As we will see in our study of Matthew 21...
The fruit of the Kingdom is the fine texture of a life in Christ, which lies between the lines, the substructure that pulls all the details together and from which every other part of our life reacts.    
The Fruit of the Kingdom displayed in the followers of Christ is the single most powerful force in obtaining the restoration of God’s creation and for good in our world today.

A life that produces the fruit of the Kingdom lies in stark contrast to the people we find in Matthew 21: Those in the temple dealing in the external requirements of worship; the son in the parable who had the right answers but the wrong kind of life; the unrepentant tenants and the unscrupulous guest.
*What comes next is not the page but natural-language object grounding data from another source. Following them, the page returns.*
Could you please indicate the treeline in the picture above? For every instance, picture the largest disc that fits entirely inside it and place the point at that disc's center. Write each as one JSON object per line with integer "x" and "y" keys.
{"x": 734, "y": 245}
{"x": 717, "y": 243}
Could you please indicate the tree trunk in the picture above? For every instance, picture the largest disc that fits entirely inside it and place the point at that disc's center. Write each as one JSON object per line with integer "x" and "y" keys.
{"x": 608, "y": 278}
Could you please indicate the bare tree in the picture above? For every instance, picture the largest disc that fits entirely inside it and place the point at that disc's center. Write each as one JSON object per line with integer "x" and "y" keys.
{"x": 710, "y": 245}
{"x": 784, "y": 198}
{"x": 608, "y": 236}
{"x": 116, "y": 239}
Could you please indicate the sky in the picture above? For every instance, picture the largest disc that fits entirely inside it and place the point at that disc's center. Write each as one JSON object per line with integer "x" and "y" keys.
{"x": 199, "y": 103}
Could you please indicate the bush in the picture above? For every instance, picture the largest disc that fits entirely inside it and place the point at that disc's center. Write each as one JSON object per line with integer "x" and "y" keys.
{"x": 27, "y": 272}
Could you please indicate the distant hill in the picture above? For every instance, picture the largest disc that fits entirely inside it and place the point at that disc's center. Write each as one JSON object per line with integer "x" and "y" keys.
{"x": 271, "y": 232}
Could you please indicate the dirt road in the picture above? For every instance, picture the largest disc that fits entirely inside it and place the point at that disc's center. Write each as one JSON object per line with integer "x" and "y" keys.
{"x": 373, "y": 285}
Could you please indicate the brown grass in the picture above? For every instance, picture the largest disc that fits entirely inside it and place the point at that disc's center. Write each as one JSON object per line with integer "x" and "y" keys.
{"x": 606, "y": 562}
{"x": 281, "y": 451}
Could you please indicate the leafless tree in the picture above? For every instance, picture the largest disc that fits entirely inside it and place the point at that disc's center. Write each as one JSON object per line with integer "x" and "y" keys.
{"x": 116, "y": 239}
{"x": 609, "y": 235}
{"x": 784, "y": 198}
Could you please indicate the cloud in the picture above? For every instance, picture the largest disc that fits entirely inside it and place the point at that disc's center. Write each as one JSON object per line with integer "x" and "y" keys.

As we move into 2013, we want to ask ourselves, what is it that is really important to God? 
What is our life to look like? What kind of content might the life have where the fruit of the Kingdom is being produced in us?
Where it is the substructure of our life pulling all the various details and events together and causing it all to reflect a life blessed by living in the Kingdom?

Paul grasped it and tells us in Colossians 3:17…
Whatever you do in word or deed do all in the name of the Lord Jesus.
In someone’s name is to act for their purposes with their resources.

Have you ever had a Power of Attorney? A Power of Attorney authorizes the one granted the power to act on behalf of and from the resources of the one granting the power. This is what it means to act in the name of Jesus.
In a nutshell, that is the Fruit of the Kingdom.
One who has a life that reflects the power of acting on behalf of and from the resources of the King Himself.

This lies in stark contrast to where we put the emphasis.
If you’ve been around awhile you know that being a good Christian is associated with a lot of strange habits, rules, boxes and dogma.
It usually means getting things under human control (and others under your human control in all kinds of despicable ways). Like how you dress, external adornments, the phrasing of your words and the right answers. Mostly it means acting like the son in the parable in this chapter who said the right words but didn’t have the life to back it up. Sound familiar?

When we begin to see God for who He is and Jesus as the One who will teach us His ways, our lives will produce, without a conscious attempt, the Fruit of the Kingdom. It is a beautiful thing to see happen in the lives of His disciples who are brave enough to move beyond the external forms of a religion that is intent on the right answers without living on behalf of and from the resources of Jesus Himself. That's power. That is the Fruit of the Kingdom.